Goldberg Saveli I, Niemierko Andrzej, Turchin Alexander
Massachusetts General Hospital, Boston, MA, USA.
AMIA Annu Symp Proc. 2008 Nov 6;2008:242-6.
Errors in clinical research databases are common but relatively little is known about their characteristics and optimal detection and prevention strategies. We have analyzed data from several clinical research databases at a single academic medical center to assess frequency, distribution and features of data entry errors. Error rates detected by the double-entry method ranged from 2.3 to 26.9%. Errors were due to both mistakes in data entry and to misinterpretation of the information in the original documents. Error detection based on data constraint failure significantly underestimated total error rates and constraint-based alarms integrated into the database appear to prevent only a small fraction of errors. Many errors were non-random, organized in special and cognitive clusters, and some could potentially affect the interpretation of the study results.

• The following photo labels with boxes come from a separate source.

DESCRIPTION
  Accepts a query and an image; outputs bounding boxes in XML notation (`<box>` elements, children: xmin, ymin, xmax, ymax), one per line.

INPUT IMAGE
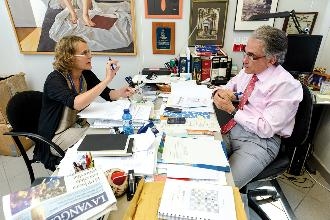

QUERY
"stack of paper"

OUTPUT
<box><xmin>78</xmin><ymin>100</ymin><xmax>152</xmax><ymax>128</ymax></box>
<box><xmin>158</xmin><ymin>179</ymin><xmax>236</xmax><ymax>220</ymax></box>
<box><xmin>158</xmin><ymin>136</ymin><xmax>230</xmax><ymax>172</ymax></box>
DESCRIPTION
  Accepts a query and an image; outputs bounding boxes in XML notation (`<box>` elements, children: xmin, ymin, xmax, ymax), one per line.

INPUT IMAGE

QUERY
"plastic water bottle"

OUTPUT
<box><xmin>122</xmin><ymin>109</ymin><xmax>134</xmax><ymax>135</ymax></box>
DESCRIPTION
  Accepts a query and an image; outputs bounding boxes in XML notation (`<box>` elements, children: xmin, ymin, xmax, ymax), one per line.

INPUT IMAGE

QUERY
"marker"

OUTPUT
<box><xmin>109</xmin><ymin>57</ymin><xmax>117</xmax><ymax>70</ymax></box>
<box><xmin>125</xmin><ymin>76</ymin><xmax>135</xmax><ymax>88</ymax></box>
<box><xmin>234</xmin><ymin>92</ymin><xmax>243</xmax><ymax>100</ymax></box>
<box><xmin>234</xmin><ymin>92</ymin><xmax>243</xmax><ymax>96</ymax></box>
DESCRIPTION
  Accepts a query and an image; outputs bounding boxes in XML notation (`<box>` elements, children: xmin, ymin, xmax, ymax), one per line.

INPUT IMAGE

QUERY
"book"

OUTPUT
<box><xmin>77</xmin><ymin>134</ymin><xmax>134</xmax><ymax>156</ymax></box>
<box><xmin>91</xmin><ymin>15</ymin><xmax>118</xmax><ymax>30</ymax></box>
<box><xmin>158</xmin><ymin>179</ymin><xmax>236</xmax><ymax>220</ymax></box>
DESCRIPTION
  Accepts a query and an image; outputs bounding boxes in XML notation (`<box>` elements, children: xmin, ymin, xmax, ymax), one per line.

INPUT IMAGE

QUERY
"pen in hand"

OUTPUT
<box><xmin>125</xmin><ymin>76</ymin><xmax>135</xmax><ymax>88</ymax></box>
<box><xmin>109</xmin><ymin>57</ymin><xmax>117</xmax><ymax>70</ymax></box>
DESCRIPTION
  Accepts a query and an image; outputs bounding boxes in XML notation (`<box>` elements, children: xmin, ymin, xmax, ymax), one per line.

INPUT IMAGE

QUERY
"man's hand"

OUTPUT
<box><xmin>213</xmin><ymin>89</ymin><xmax>235</xmax><ymax>114</ymax></box>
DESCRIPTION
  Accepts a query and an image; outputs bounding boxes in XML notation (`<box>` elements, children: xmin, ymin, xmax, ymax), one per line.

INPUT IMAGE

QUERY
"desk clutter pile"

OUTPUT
<box><xmin>3</xmin><ymin>80</ymin><xmax>246</xmax><ymax>220</ymax></box>
<box><xmin>0</xmin><ymin>73</ymin><xmax>33</xmax><ymax>156</ymax></box>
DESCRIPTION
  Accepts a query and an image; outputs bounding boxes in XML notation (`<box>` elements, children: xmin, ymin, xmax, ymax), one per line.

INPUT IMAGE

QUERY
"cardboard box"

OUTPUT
<box><xmin>0</xmin><ymin>124</ymin><xmax>34</xmax><ymax>157</ymax></box>
<box><xmin>0</xmin><ymin>73</ymin><xmax>28</xmax><ymax>124</ymax></box>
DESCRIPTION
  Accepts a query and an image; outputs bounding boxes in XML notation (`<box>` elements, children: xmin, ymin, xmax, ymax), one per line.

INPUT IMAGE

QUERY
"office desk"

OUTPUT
<box><xmin>54</xmin><ymin>88</ymin><xmax>246</xmax><ymax>220</ymax></box>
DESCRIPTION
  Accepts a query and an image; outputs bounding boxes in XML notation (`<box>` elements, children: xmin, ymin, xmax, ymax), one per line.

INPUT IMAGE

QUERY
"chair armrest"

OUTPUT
<box><xmin>3</xmin><ymin>131</ymin><xmax>65</xmax><ymax>157</ymax></box>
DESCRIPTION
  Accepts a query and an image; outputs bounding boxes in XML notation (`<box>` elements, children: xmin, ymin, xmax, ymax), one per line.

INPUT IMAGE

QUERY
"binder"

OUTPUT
<box><xmin>77</xmin><ymin>134</ymin><xmax>134</xmax><ymax>156</ymax></box>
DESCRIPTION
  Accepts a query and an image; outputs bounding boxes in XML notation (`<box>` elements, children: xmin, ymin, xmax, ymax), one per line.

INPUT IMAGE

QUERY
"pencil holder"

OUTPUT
<box><xmin>105</xmin><ymin>168</ymin><xmax>128</xmax><ymax>197</ymax></box>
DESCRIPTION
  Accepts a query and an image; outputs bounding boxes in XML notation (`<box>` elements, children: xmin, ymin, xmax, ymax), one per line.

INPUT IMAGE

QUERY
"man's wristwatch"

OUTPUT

Further investigation is needed into the methods for detection and prevention of data errors in research.
临床研究数据库中的错误很常见,但人们对其特征以及最佳检测和预防策略了解相对较少。我们分析了一家学术医疗中心多个临床研究数据库的数据,以评估数据录入错误的频率、分布和特征。通过双重录入法检测到的错误率在2.3%至26.9%之间。错误既源于数据录入失误,也源于对原始文档信息的错误解读。基于数据约束失败的错误检测显著低估了总错误率,而数据库中集成的基于约束的警报似乎只能预防一小部分错误。许多错误并非随机出现,而是以特殊的认知集群形式存在,有些错误可能会影响研究结果的解读。需要进一步研究检测和预防研究中数据错误的方法。